BLOCO 3: Aplicações Contemporâneas (Expandindo a Teoria para o Mundo Real)

    A Teoria da Computação clássica não é apenas história; ela é a base das tecnologias que usamos hoje.
 

1. Criptografia e Criptomoedas (Blockchain)


*   Teoria: A segurança da criptografia moderna (como RSA e ECDSA) baseia-se em funções de mão única (fáceis de calcular, muito difíceis de inverter) e em problemas NP.
*   Blockchain: É uma estrutura de dados (uma lista encadeada) imutável. A Teoria da Computação garante que, se você tem o hash (resultado do algoritmo), pode verificar a integridade dos dados. O algoritmo de consenso (como o Proof-of-Work do Bitcoin) é um problema de busca: o sistema literalmente obriga os computadores a realizarem milhões de operações de hash até encontrar um valor específico, comprovando o gasto de energia computacional.
 

2. Computação Quântica – O Fim da Tese de Church Clássica?

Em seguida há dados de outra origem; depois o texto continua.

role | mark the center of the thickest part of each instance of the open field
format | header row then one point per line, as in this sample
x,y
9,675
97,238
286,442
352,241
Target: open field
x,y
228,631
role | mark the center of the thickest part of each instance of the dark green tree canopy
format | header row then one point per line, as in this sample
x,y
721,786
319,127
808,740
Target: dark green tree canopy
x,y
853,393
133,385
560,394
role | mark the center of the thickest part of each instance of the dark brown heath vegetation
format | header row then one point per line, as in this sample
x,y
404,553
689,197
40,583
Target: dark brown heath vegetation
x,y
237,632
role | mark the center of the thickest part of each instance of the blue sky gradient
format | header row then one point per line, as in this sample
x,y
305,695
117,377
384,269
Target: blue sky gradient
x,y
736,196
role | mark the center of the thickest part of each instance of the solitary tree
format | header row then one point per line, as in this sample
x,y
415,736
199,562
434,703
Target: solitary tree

*   A Tese de Church fala sobre máquinas clássicas. A computação quântica introduz os Qubits (bits quânticos), que podem ser 0, 1 ou ambos ao mesmo tempo (superposição).
*   Impacto: Ela não quebra a Tese de Church (ela ainda é computável), mas muda drasticamente a complexidade (tempo). Algoritmos como o de Shor mostram que um computador quântico pode fatorar números primos (a base da criptografia atual) em minutos, enquanto uma Máquina de Turing clássica levaria milhares de anos. Isso redefine o que é "praticável" versus "impraticável".
 

 🔥 Resumo Final (Mapa Mental para Prova)

1.  Conceito: O que pode ser calculado? -> Máquina de Turing e Tese de Church.
2.  Limite: O que não pode ser calculado? -> Problemas indecidíveis (ex: o Problema da Parada).
3.  Prática (Filmes):
    *   Criptoanálise e limites de hardware (Jogo da Imitação, Enigma).
    *   O controle do código e software (Revolution OS).
    *   O colapso da privacidade via algoritmos massivos (Citizenfour).
    *   Infraestrutura global da computação (O Menino da Internet).
4.  Futuro: A criptografia de hoje depende de um problema computacional (fatoração de números). A computação quântica ameaça essa computabilidade. As criptomoedas e o blockchain usam hash criptográfico e busca de prova de trabalho para garantir confiança descentralizada, tudo regido pelas leis da Máquina de Turing.